Mais, au bout d’un moment, comment ne pas faire siennes toutes ces souffrances ? Comment ne pas baisser les bras ? «J’ai trois secrets. D’abord, le travail en équipe. On ne peut pas vivre seul son impuissance devant le mal-être des détenus et des toxicomanes. Ensuite, la prière, qu’elle soit collective ou personnelle. J’essaye d’avoir un temps pour moi le matin et le soir.» Et le troisième ? «Le footing ! Je cours deux fois par semaine, dix kilomètres à chaque fois. C’est un moment de détente et d’adrénaline, qui me permet de mettre les choses au clair. Ca fait partie d’un tout. Quand il y a des overdoses, des suicides en prison, ou des récidives, on le vit comme un échec, on se dit qu’on a pas été à la hauteur. On doit faire le point.»

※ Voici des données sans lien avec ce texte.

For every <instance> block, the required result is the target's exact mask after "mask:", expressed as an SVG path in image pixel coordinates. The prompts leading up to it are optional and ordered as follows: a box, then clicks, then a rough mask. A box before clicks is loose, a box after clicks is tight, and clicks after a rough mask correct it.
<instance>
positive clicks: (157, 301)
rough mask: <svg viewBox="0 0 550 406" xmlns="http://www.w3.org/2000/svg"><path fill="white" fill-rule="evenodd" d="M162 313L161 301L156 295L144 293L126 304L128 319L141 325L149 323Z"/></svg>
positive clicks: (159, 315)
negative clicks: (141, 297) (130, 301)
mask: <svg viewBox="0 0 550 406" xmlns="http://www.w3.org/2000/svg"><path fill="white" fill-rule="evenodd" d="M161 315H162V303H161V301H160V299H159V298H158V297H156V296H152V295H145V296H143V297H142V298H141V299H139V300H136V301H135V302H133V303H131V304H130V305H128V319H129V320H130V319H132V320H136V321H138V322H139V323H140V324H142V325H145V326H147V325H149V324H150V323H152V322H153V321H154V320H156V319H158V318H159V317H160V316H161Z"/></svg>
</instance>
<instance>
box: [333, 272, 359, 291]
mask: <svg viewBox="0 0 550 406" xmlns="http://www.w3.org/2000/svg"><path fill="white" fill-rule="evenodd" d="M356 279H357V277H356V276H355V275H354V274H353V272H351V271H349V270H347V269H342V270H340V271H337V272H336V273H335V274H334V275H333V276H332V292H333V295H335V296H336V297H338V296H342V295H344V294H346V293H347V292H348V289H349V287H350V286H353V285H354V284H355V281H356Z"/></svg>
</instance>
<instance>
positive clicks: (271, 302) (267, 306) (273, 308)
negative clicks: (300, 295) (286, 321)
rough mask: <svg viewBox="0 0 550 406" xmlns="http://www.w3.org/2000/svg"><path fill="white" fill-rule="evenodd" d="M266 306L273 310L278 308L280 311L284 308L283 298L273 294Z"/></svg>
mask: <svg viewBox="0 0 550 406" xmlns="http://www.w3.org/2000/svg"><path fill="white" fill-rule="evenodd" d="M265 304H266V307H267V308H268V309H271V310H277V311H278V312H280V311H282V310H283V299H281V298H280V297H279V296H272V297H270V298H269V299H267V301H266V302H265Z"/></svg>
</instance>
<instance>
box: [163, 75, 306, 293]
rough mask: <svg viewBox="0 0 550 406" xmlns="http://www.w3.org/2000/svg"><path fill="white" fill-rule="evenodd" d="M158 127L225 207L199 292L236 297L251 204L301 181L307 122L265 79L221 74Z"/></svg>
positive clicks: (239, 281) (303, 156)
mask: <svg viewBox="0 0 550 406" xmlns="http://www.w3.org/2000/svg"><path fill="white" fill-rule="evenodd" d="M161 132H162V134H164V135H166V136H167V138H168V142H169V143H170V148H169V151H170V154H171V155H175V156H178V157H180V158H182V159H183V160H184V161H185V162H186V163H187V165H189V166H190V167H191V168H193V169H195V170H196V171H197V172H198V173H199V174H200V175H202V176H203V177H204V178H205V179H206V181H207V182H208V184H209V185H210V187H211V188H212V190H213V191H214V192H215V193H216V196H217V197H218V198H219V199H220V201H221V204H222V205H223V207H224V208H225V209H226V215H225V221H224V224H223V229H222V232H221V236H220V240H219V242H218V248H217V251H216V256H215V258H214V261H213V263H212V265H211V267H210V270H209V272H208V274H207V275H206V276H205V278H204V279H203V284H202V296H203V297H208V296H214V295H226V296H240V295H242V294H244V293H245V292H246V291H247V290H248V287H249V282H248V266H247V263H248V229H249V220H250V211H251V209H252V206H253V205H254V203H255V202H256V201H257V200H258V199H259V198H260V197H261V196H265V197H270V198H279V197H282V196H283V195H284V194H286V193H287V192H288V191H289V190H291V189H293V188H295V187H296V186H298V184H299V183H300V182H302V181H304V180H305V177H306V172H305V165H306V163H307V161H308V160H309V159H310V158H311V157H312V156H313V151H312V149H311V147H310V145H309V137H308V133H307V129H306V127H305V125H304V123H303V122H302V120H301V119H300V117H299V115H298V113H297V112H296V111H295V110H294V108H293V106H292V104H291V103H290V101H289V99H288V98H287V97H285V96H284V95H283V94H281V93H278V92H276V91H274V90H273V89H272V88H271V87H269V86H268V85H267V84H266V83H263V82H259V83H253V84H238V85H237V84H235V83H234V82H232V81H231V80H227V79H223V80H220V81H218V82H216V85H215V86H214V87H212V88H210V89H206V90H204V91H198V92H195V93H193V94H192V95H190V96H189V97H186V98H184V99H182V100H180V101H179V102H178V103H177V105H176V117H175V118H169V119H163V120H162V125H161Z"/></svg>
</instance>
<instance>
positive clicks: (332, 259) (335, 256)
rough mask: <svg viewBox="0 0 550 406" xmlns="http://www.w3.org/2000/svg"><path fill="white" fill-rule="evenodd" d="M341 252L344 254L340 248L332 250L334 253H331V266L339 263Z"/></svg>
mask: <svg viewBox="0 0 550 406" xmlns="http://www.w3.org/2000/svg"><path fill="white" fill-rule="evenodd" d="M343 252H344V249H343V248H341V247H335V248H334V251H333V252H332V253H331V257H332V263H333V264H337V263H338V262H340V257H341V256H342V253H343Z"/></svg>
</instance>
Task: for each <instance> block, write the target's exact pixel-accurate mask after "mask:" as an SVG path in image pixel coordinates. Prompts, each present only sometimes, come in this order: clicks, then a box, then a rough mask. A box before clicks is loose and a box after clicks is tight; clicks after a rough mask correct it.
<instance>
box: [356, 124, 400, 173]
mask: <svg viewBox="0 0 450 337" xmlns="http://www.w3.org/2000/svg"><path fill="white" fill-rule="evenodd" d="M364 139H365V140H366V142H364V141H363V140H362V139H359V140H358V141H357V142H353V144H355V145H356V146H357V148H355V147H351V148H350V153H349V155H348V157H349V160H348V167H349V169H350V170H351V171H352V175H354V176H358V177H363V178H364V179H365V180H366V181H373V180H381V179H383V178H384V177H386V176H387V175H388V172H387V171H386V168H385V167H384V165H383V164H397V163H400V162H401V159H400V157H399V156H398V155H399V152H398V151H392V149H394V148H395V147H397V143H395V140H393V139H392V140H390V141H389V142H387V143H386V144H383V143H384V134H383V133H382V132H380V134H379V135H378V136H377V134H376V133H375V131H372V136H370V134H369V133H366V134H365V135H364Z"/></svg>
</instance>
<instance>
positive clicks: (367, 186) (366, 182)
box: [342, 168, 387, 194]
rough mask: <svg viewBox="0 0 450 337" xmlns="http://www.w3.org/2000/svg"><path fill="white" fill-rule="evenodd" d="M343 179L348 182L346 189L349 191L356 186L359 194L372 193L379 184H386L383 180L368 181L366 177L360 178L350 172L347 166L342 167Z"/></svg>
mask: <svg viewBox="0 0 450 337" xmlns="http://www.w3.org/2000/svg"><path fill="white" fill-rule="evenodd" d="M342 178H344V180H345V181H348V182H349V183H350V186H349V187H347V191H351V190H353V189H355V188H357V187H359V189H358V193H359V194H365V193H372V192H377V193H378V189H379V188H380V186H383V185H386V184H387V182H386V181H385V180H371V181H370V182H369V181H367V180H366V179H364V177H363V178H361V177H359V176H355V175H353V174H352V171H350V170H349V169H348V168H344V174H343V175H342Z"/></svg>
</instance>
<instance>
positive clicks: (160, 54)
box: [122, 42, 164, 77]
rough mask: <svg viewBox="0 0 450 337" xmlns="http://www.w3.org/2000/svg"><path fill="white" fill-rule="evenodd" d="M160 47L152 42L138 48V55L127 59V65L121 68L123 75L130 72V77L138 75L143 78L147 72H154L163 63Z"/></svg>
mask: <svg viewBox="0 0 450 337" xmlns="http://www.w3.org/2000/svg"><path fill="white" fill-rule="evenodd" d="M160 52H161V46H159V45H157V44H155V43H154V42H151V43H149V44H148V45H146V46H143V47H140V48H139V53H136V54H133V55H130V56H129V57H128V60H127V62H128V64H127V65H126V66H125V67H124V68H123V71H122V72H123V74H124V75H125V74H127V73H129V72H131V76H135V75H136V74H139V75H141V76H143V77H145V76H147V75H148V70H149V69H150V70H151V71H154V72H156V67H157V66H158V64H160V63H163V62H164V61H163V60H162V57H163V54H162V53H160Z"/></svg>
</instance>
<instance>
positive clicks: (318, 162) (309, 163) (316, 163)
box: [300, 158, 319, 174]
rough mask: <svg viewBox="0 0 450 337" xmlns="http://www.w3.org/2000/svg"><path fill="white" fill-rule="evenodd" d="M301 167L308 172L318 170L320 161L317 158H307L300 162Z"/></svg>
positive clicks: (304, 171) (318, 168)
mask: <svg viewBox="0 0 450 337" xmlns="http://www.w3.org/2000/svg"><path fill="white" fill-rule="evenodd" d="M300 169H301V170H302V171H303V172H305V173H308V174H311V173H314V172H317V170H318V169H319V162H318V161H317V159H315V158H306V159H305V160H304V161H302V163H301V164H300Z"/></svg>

Faire le point, s’adapter, Michel Delberghe a su le faire avec sagesse : «La toxicomanie a évolué. On n’est plus dans une lutte, on est dans un ‘vivre avec’. A l’association, on distribue des seringues, des préservatifs, de la méthadone… Avant, j’étais contre. Mais j’ai changé. Y a que les cons qui ne changent pas d’avis, n’est-ce pas ? Je me disais : tant qu’on y est, on n’a qu’à donner le produit avec ! Je pensais vraiment que donner de la méthadone, c’était remplacer une drogue par une autre drogue. Mais avec l’expérience, je me suis rendu compte que ces médicaments de substitution permettaient à l’usager d’avoir une famille, un travail… Je préfère un toxicomane vivant qu’un toxicomane mort, et peu importe ce qu’en pense le Pape.»
Il reconnaît que si on ne l’avait pas envoyé dans les banlieues, il ne serait pas le prêtre qu’il est aujourd’hui. Il avoue être serein, mais jamais tranquille. Toujours en effervescence. «Si on n’a pas de projet, on est foutu.» Il veut être quelqu’un «qui bouscule», il se questionne «en permanence» : «Dans l’Evangile, il n’y a pas marqué fin, il y a écrit ‘à suivre’…»
Le Yin et le Yang chinois ne montrent pas, comme l'interprète souvent l’imaginaire manichéen en occident, le bien et le mal. Ce symbole décrit la complémentarité universelle entre les êtres et les choses. Mais tout de même. Grande est la tentation d’inscrire le nom de Michel Delberghe dans la partie blanche du Yin.